Console. WriteLine (Thread. CurrentThread. Name + "Status:" + Thread. CurrentThread. ThreadState );
Console. ReadLine ();
}
}
}
[/CODE]

What do you see after compilation and execution? Yes, the program will generate the following output:

System Threads Status: Running

Here, we get the Thread currently being executed through the static attribute CurrentThread of the Thread class, assign the value "System Thread" to its Name attribute, and finally output its current state (ThreadState ). The so-called static attribute is the public attribute of all objects in the class. No matter how many instances of the class you have created, the static attribute of the class has only one in the memory. It is easy to understand why CurrentThread is static-although multiple threads exist at the same time, the CPU can only execute one of them at a certain time point.

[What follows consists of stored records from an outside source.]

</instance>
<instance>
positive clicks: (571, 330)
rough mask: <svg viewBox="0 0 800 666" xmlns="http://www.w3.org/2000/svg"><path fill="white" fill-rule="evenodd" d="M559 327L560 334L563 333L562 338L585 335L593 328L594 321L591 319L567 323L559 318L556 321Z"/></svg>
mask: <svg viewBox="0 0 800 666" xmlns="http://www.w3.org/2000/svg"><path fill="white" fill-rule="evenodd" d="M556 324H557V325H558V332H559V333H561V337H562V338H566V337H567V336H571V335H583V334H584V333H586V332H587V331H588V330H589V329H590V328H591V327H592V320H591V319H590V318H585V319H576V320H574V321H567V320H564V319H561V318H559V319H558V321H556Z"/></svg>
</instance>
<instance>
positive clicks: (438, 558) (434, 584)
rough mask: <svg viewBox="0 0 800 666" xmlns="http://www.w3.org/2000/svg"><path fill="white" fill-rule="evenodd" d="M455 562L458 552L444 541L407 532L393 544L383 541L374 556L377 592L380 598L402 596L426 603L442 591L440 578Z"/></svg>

As demonstrated by the above program, we use the Thread class to create and control threads. Note that the program header uses the following namespace:

The following is the program code: Using System; Using System. Threading;

In. net framework class library, all classes related to multithreading applications are stored in the System. Threading namespace. The Thread class is used to create threads, and the ThreadPool class is used to manage Thread pools. In addition, it provides a mechanism to solve actual problems such as Thread execution arrangements, deadlocks, and inter-Thread communication. If you want to use multithreading in your application, you must include this class. The Thread class has several important methods, which are described as follows:

Start (): Start the thread
Sleep (int): a static method that pauses the specified number of milliseconds of the current thread.
Abort (): This method is usually used to terminate a thread.
Suspend (): This method does not terminate the unfinished thread. It only suspends the thread and can be recovered later.
Resume (): resumes the execution of threads suspended by the Suspend () method.